Antimatroid, The

thoughts on computer science, electronics, mathematics

Archive for the ‘Logic’ Category

Generalized Interpreter Framework in C#

leave a comment »

Introduction

Like most Computer Science graduates, I had taken a Programming Languages course during college in which we built a compiler and studied the consequences of our design decisions. I had also taken a course in symbolic logic- particularly, looking at the sentential and predicate logic. Lately, I had been thinking about these two courses and thought it would be interesting to write an interpreter that would take in a sentence valid under sentential logic and output the resulting truth table.

After looking at what I had built, it became apparent that I could generalize my solution into a flexible framework where I could easily create a new interpreter for a desired (albeit simple) formal grammar and produce the desired outputs that other applications could then use for whatever purpose. The following is an overview of this framework and an example implementation for generating truth tables for sentences valid under sentential logic.

Framework

Specification

An Interpreter takes a string and produces an object hierarchy that a client can perform functions upon. The Interpreter does so by following the rules of a grammar that the string is assumed (although not garaunteed) to be valid under. The Interpreter will only be valid for context-free-grammars (CFG). A CFG consists of Terminals and Nonterminals. A Terminal is a character or sequence of characters that terminate a definition. A Nonterminal is a rule that defines the relationships between other Nonterminals and Terminals.

Design

interpreter_components

Interpreter designs differs from traditional compiler design, in that only the so-called front-end is implemented. There are three principal components involved in this process: Tokenizer, Parser and Semantic Analyzer.
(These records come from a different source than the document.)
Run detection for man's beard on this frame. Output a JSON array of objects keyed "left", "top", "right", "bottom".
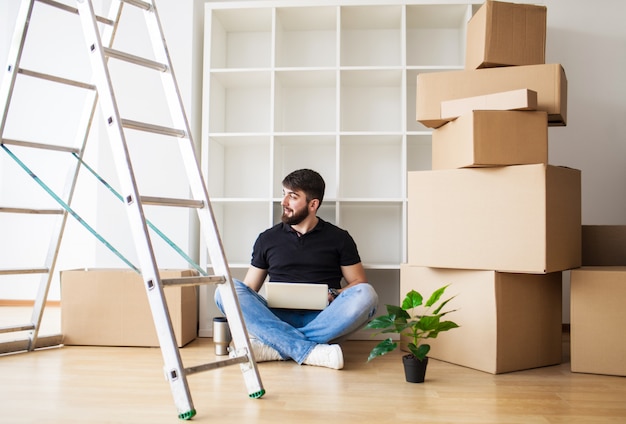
[{"left": 280, "top": 208, "right": 309, "bottom": 225}]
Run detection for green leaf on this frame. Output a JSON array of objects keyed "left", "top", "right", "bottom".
[
  {"left": 433, "top": 296, "right": 456, "bottom": 314},
  {"left": 425, "top": 284, "right": 449, "bottom": 307},
  {"left": 402, "top": 290, "right": 424, "bottom": 311},
  {"left": 418, "top": 315, "right": 439, "bottom": 332},
  {"left": 367, "top": 338, "right": 398, "bottom": 362}
]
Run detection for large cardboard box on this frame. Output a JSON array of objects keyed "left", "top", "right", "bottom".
[
  {"left": 61, "top": 269, "right": 198, "bottom": 347},
  {"left": 582, "top": 225, "right": 626, "bottom": 266},
  {"left": 441, "top": 88, "right": 537, "bottom": 119},
  {"left": 408, "top": 165, "right": 581, "bottom": 273},
  {"left": 432, "top": 110, "right": 548, "bottom": 170},
  {"left": 416, "top": 64, "right": 567, "bottom": 128},
  {"left": 465, "top": 0, "right": 547, "bottom": 69},
  {"left": 570, "top": 266, "right": 626, "bottom": 376},
  {"left": 400, "top": 264, "right": 562, "bottom": 374}
]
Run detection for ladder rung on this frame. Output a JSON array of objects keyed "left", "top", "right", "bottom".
[
  {"left": 0, "top": 268, "right": 49, "bottom": 275},
  {"left": 141, "top": 196, "right": 204, "bottom": 209},
  {"left": 161, "top": 275, "right": 226, "bottom": 286},
  {"left": 0, "top": 324, "right": 35, "bottom": 333},
  {"left": 122, "top": 0, "right": 152, "bottom": 10},
  {"left": 17, "top": 68, "right": 96, "bottom": 90},
  {"left": 103, "top": 47, "right": 167, "bottom": 72},
  {"left": 0, "top": 206, "right": 64, "bottom": 215},
  {"left": 2, "top": 138, "right": 80, "bottom": 154},
  {"left": 185, "top": 355, "right": 250, "bottom": 375},
  {"left": 122, "top": 119, "right": 187, "bottom": 138},
  {"left": 37, "top": 0, "right": 115, "bottom": 26},
  {"left": 0, "top": 334, "right": 63, "bottom": 354}
]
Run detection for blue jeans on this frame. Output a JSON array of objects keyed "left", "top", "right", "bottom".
[{"left": 215, "top": 279, "right": 378, "bottom": 364}]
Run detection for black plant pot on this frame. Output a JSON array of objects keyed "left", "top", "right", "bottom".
[{"left": 402, "top": 355, "right": 428, "bottom": 383}]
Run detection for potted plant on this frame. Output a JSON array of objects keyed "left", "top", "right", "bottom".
[{"left": 366, "top": 285, "right": 458, "bottom": 383}]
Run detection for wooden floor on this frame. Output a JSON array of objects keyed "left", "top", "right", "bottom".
[{"left": 0, "top": 310, "right": 626, "bottom": 424}]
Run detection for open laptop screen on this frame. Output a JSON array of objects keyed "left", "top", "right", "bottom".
[{"left": 265, "top": 281, "right": 328, "bottom": 310}]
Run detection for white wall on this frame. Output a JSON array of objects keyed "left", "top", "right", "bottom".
[{"left": 0, "top": 0, "right": 626, "bottom": 322}]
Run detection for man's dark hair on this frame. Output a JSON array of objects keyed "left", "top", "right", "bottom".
[{"left": 283, "top": 169, "right": 326, "bottom": 206}]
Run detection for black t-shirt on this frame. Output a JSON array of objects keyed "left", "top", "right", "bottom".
[{"left": 251, "top": 218, "right": 361, "bottom": 289}]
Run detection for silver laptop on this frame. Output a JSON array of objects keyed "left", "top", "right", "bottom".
[{"left": 265, "top": 281, "right": 328, "bottom": 311}]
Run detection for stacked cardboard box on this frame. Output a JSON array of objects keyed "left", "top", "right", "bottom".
[
  {"left": 61, "top": 268, "right": 198, "bottom": 347},
  {"left": 570, "top": 225, "right": 626, "bottom": 376},
  {"left": 401, "top": 0, "right": 581, "bottom": 373}
]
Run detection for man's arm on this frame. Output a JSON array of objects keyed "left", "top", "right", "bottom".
[
  {"left": 243, "top": 265, "right": 267, "bottom": 292},
  {"left": 339, "top": 262, "right": 367, "bottom": 291}
]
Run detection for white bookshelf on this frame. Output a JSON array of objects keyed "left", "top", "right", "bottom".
[{"left": 201, "top": 0, "right": 482, "bottom": 338}]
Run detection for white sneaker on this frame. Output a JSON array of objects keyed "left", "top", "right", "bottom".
[
  {"left": 304, "top": 344, "right": 343, "bottom": 370},
  {"left": 230, "top": 338, "right": 283, "bottom": 362}
]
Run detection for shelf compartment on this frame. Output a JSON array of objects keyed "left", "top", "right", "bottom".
[
  {"left": 276, "top": 7, "right": 337, "bottom": 68},
  {"left": 341, "top": 69, "right": 402, "bottom": 132},
  {"left": 204, "top": 71, "right": 272, "bottom": 133},
  {"left": 406, "top": 134, "right": 432, "bottom": 172},
  {"left": 211, "top": 201, "right": 270, "bottom": 264},
  {"left": 205, "top": 8, "right": 273, "bottom": 69},
  {"left": 406, "top": 4, "right": 471, "bottom": 66},
  {"left": 274, "top": 70, "right": 337, "bottom": 132},
  {"left": 340, "top": 5, "right": 403, "bottom": 66},
  {"left": 339, "top": 134, "right": 403, "bottom": 199},
  {"left": 273, "top": 135, "right": 337, "bottom": 198},
  {"left": 338, "top": 202, "right": 404, "bottom": 267},
  {"left": 207, "top": 136, "right": 271, "bottom": 199}
]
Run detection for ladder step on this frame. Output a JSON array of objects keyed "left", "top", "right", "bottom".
[
  {"left": 185, "top": 355, "right": 250, "bottom": 375},
  {"left": 0, "top": 268, "right": 49, "bottom": 275},
  {"left": 17, "top": 68, "right": 96, "bottom": 90},
  {"left": 122, "top": 119, "right": 187, "bottom": 138},
  {"left": 2, "top": 138, "right": 80, "bottom": 154},
  {"left": 122, "top": 0, "right": 152, "bottom": 10},
  {"left": 161, "top": 275, "right": 226, "bottom": 287},
  {"left": 0, "top": 206, "right": 64, "bottom": 215},
  {"left": 0, "top": 334, "right": 63, "bottom": 354},
  {"left": 37, "top": 0, "right": 115, "bottom": 26},
  {"left": 102, "top": 47, "right": 167, "bottom": 72},
  {"left": 0, "top": 324, "right": 35, "bottom": 333},
  {"left": 141, "top": 196, "right": 204, "bottom": 209}
]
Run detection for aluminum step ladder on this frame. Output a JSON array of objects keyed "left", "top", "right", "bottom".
[{"left": 0, "top": 0, "right": 265, "bottom": 420}]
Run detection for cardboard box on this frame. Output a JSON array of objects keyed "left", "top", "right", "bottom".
[
  {"left": 432, "top": 110, "right": 548, "bottom": 170},
  {"left": 582, "top": 225, "right": 626, "bottom": 266},
  {"left": 61, "top": 269, "right": 198, "bottom": 347},
  {"left": 465, "top": 0, "right": 548, "bottom": 69},
  {"left": 408, "top": 165, "right": 581, "bottom": 274},
  {"left": 416, "top": 64, "right": 567, "bottom": 128},
  {"left": 400, "top": 264, "right": 562, "bottom": 374},
  {"left": 441, "top": 88, "right": 537, "bottom": 119},
  {"left": 570, "top": 266, "right": 626, "bottom": 376}
]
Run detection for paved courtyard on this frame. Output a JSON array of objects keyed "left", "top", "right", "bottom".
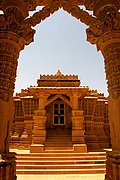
[{"left": 17, "top": 174, "right": 105, "bottom": 180}]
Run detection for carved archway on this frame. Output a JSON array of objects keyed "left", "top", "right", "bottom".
[{"left": 0, "top": 0, "right": 120, "bottom": 180}]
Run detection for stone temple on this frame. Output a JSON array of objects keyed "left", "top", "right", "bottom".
[
  {"left": 0, "top": 0, "right": 120, "bottom": 180},
  {"left": 11, "top": 70, "right": 111, "bottom": 153}
]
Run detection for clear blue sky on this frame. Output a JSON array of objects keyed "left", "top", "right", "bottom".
[{"left": 15, "top": 9, "right": 108, "bottom": 96}]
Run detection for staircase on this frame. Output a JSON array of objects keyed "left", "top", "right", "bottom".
[
  {"left": 16, "top": 151, "right": 106, "bottom": 175},
  {"left": 16, "top": 129, "right": 106, "bottom": 175}
]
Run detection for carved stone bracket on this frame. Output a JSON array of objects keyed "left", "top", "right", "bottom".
[{"left": 24, "top": 0, "right": 95, "bottom": 26}]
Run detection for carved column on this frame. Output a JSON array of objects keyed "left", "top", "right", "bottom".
[
  {"left": 0, "top": 0, "right": 34, "bottom": 180},
  {"left": 30, "top": 93, "right": 47, "bottom": 152},
  {"left": 87, "top": 0, "right": 120, "bottom": 180},
  {"left": 72, "top": 93, "right": 87, "bottom": 152}
]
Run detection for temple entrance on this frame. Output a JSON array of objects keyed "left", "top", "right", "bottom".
[
  {"left": 53, "top": 101, "right": 65, "bottom": 126},
  {"left": 45, "top": 98, "right": 73, "bottom": 150}
]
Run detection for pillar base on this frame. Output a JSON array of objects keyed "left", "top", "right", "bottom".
[
  {"left": 0, "top": 153, "right": 17, "bottom": 180},
  {"left": 30, "top": 144, "right": 44, "bottom": 153},
  {"left": 105, "top": 151, "right": 120, "bottom": 180},
  {"left": 73, "top": 144, "right": 87, "bottom": 153}
]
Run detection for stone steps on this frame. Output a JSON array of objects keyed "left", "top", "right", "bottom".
[
  {"left": 16, "top": 152, "right": 106, "bottom": 174},
  {"left": 45, "top": 130, "right": 73, "bottom": 151}
]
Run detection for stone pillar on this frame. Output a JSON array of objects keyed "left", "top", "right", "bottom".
[
  {"left": 87, "top": 0, "right": 120, "bottom": 177},
  {"left": 71, "top": 92, "right": 87, "bottom": 152},
  {"left": 30, "top": 93, "right": 47, "bottom": 152},
  {"left": 72, "top": 110, "right": 85, "bottom": 144},
  {"left": 85, "top": 118, "right": 99, "bottom": 151},
  {"left": 0, "top": 0, "right": 35, "bottom": 177}
]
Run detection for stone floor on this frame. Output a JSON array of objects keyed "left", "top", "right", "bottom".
[
  {"left": 17, "top": 174, "right": 105, "bottom": 180},
  {"left": 10, "top": 149, "right": 105, "bottom": 180}
]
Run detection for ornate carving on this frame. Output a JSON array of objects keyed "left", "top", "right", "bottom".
[
  {"left": 104, "top": 43, "right": 120, "bottom": 99},
  {"left": 24, "top": 0, "right": 96, "bottom": 26}
]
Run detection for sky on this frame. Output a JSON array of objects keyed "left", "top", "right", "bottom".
[{"left": 15, "top": 9, "right": 108, "bottom": 96}]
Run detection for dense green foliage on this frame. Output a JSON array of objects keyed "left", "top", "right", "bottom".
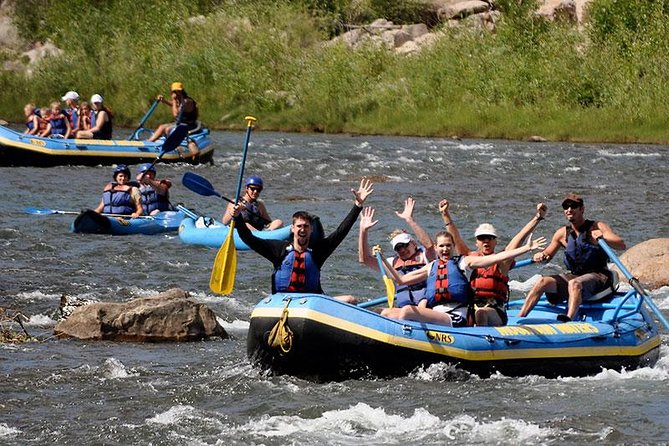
[{"left": 0, "top": 0, "right": 669, "bottom": 142}]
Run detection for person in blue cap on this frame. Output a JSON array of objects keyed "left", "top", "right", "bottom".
[
  {"left": 95, "top": 164, "right": 144, "bottom": 217},
  {"left": 221, "top": 176, "right": 283, "bottom": 231},
  {"left": 137, "top": 163, "right": 172, "bottom": 215}
]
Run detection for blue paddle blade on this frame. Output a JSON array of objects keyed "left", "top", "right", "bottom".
[
  {"left": 160, "top": 124, "right": 188, "bottom": 153},
  {"left": 181, "top": 172, "right": 221, "bottom": 197}
]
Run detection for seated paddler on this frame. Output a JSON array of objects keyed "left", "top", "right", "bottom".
[
  {"left": 221, "top": 175, "right": 283, "bottom": 231},
  {"left": 95, "top": 164, "right": 144, "bottom": 217},
  {"left": 233, "top": 179, "right": 373, "bottom": 303}
]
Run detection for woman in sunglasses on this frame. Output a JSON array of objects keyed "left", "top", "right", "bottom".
[
  {"left": 358, "top": 197, "right": 436, "bottom": 307},
  {"left": 518, "top": 193, "right": 625, "bottom": 322}
]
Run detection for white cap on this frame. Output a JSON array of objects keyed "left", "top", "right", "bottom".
[
  {"left": 474, "top": 223, "right": 497, "bottom": 238},
  {"left": 60, "top": 91, "right": 79, "bottom": 101},
  {"left": 390, "top": 232, "right": 413, "bottom": 249}
]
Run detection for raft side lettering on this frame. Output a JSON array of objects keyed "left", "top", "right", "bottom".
[
  {"left": 496, "top": 322, "right": 599, "bottom": 336},
  {"left": 426, "top": 330, "right": 455, "bottom": 344}
]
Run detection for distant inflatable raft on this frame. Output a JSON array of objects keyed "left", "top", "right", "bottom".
[{"left": 179, "top": 217, "right": 323, "bottom": 251}]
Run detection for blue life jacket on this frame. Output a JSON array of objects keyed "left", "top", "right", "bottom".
[
  {"left": 49, "top": 114, "right": 67, "bottom": 135},
  {"left": 564, "top": 220, "right": 609, "bottom": 275},
  {"left": 26, "top": 115, "right": 35, "bottom": 130},
  {"left": 272, "top": 246, "right": 323, "bottom": 293},
  {"left": 239, "top": 201, "right": 265, "bottom": 230},
  {"left": 102, "top": 182, "right": 135, "bottom": 215},
  {"left": 65, "top": 108, "right": 79, "bottom": 129},
  {"left": 425, "top": 256, "right": 474, "bottom": 308},
  {"left": 139, "top": 184, "right": 170, "bottom": 215}
]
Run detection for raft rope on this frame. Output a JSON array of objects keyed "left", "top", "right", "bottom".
[{"left": 267, "top": 297, "right": 293, "bottom": 353}]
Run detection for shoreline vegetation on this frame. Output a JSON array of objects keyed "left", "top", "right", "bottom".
[{"left": 0, "top": 0, "right": 669, "bottom": 144}]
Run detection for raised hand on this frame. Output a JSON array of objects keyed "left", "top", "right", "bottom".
[
  {"left": 351, "top": 178, "right": 374, "bottom": 207},
  {"left": 395, "top": 197, "right": 416, "bottom": 221},
  {"left": 525, "top": 234, "right": 546, "bottom": 251},
  {"left": 360, "top": 207, "right": 379, "bottom": 231}
]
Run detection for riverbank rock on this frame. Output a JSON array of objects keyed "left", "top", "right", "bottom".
[
  {"left": 54, "top": 288, "right": 228, "bottom": 342},
  {"left": 616, "top": 238, "right": 669, "bottom": 289}
]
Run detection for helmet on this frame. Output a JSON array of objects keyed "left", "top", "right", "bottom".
[
  {"left": 246, "top": 176, "right": 263, "bottom": 189},
  {"left": 112, "top": 164, "right": 130, "bottom": 179},
  {"left": 137, "top": 163, "right": 157, "bottom": 174}
]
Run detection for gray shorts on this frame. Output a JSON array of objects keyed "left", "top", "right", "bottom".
[{"left": 546, "top": 273, "right": 609, "bottom": 303}]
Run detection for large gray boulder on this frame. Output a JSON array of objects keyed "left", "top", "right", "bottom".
[
  {"left": 616, "top": 238, "right": 669, "bottom": 289},
  {"left": 54, "top": 288, "right": 228, "bottom": 342}
]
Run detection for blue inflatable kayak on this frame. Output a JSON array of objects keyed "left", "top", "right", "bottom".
[
  {"left": 70, "top": 210, "right": 184, "bottom": 235},
  {"left": 0, "top": 126, "right": 214, "bottom": 167},
  {"left": 247, "top": 290, "right": 661, "bottom": 380}
]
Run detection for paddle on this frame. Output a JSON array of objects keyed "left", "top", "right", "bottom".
[
  {"left": 597, "top": 238, "right": 669, "bottom": 330},
  {"left": 358, "top": 259, "right": 534, "bottom": 308},
  {"left": 24, "top": 208, "right": 154, "bottom": 220},
  {"left": 209, "top": 116, "right": 256, "bottom": 294},
  {"left": 181, "top": 172, "right": 271, "bottom": 223},
  {"left": 376, "top": 249, "right": 395, "bottom": 308},
  {"left": 128, "top": 99, "right": 160, "bottom": 141}
]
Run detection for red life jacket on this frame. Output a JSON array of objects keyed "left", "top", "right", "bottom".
[
  {"left": 469, "top": 252, "right": 509, "bottom": 306},
  {"left": 288, "top": 251, "right": 307, "bottom": 293}
]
A Tokenizer takes a string of characters and returns a collection of Tokens, where each Token is a tuple containing the accepted substring and meta data describing what the substring represents. Tokens are identified by looking for Terminals in the input string.

The Parser then builds (formally) a concrete syntax tree (informally a syntax tree) following the rules defined by the grammar. This is done by looking for Nonterminals in the collection of Tokens.

Finally, the Semantic Analyzer builds (formally) an abstract syntax tree (informally a semantic tree) by ignoring the syntax in the parse tree and constructing the appropriate tree for performing functions upon.

In the event of an exception, the Interpreter will write the details of the exception to a text writer (e.g., Console.Error) provided by the client of the Interpreter.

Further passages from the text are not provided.